Researchers say the vulnerability has been remotely exploited by the NSO group since at least February 2021 to infect the latest Apple devices with Pegasus spyware.

Apple has issued several security advisories

Yesterday, Apple released several protections Update To fix CVE-2021-30860 in macOS, watchOS and iOS devices. Apple says the vulnerability could be exploited “by processing maliciously generated PDFs” and providing attacker code execution capabilities.

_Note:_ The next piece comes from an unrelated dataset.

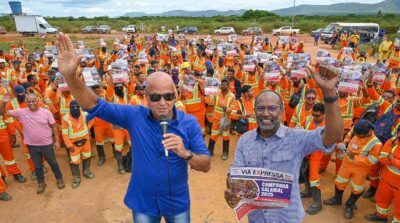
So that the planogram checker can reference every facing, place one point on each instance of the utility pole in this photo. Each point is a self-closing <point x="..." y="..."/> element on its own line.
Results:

“Apple is aware of a report that this issue may be actively exploited,” wrote Apple one of the advice, not releasing any further information on how the flaw can be exploited.

iPhone and iPad users should install the latest OS versions, iOS 14.8 and iPadOS 14.8, to fix the defect. Mac users should upgrade to Catalina 2021-005 or macOS Big Sur 11.6. Apple Watch wearers should be getting watchOS 7.6. All versions prior to the definitive release are at risk.

Another arbitrary code execution vulnerability was reported in the Safari browser by an anonymous researcher. Tracked as CVE-2021-30858, the use-after-free vulnerability was also detected in a . patched by Update Released in Safari 14.1.

“We all possess highly sophisticated personal tools that have profound implications for personal privacy. There are many examples of [these risks], such as app data collection–which Apple has recently moved to curb App Tracking Transparency Framework,” Jesse Rothstein, CTO and co-founder of network security firm XtraHop, told Ars. “Any sufficiently sophisticated system has security vulnerabilities that can be exploited, and mobile phones are no exception. “

“Pegasus shows how unknown vulnerabilities can be exploited to access highly sensitive personal information,” Rothstein said. “The NSO Group is an example of how governments can essentially outsource or buy weaponized cyber capabilities. In my view, it’s no different than an arms deal–it’s not regulated that way. Companies always have to. We have to address our vulnerabilities, but regulations will help prevent some of these cyber weapons from being misused or falling into the wrong hands.”